Emerging growth company ☒
If an emerging growth company, indicate by check mark if the registrant has elected not to use the extended transition period for complying with any new or revised financial accounting standards provided pursuant to Section 13(a) of the Exchange Act. ☐
Item 5.02. | Departure of Directors or Certain Officers; Election of Directors; Appointment of Certain Officers; Compensatory Arrangements of Certain Officers. |
Award of Performance Units
On December 29, 2022, the Board of Directors of ON24, Inc. (the “Company”) approved a form of Performance Unit Agreement (the “PSU Agreement”) for use in awarding performance units (each, a “PSU”) under the Company’s 2021 Equity Incentive Plan (the “2021 Plan”). Also on that date, the Compensation Committee (as administrator of the 2021 Plan) granted 341,404 PSUs to Sharat Sharan, the Company’s Chief Executive Officer.

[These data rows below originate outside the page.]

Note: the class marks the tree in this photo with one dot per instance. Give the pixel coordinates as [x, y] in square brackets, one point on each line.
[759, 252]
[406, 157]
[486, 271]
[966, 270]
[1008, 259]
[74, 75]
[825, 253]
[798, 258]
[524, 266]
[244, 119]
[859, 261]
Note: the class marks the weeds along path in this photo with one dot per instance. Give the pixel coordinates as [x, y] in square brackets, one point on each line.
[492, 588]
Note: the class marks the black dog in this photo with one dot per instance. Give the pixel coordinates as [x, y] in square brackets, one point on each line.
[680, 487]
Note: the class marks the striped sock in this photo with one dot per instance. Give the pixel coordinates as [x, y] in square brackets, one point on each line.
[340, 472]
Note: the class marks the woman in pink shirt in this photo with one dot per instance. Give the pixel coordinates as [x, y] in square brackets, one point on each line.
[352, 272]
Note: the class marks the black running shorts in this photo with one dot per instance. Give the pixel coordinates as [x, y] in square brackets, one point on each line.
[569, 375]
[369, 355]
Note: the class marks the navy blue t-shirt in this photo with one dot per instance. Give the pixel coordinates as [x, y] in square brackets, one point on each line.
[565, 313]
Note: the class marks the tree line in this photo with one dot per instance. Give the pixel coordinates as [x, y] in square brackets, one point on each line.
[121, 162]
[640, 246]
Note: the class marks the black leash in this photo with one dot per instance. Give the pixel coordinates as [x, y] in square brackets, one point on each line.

Each PSU represents a right to receive one share of the Company’s common stock upon vesting. The PSUs vest following three annual performance periods, each in an amount equal to one-third of the target number of PSUs multiplied by a percentage determined by comparing the Company’s total stockholder return to a benchmark index during the performance period.
The foregoing is a summary only and does not purport to be a complete description of all of the terms and provisions of the PSUs, and is subject to and qualified by reference to the full text of the 2021 Plan and the PSU Agreement, a form of which has been filed as Exhibit 10.1 hereto and incorporated herein by reference.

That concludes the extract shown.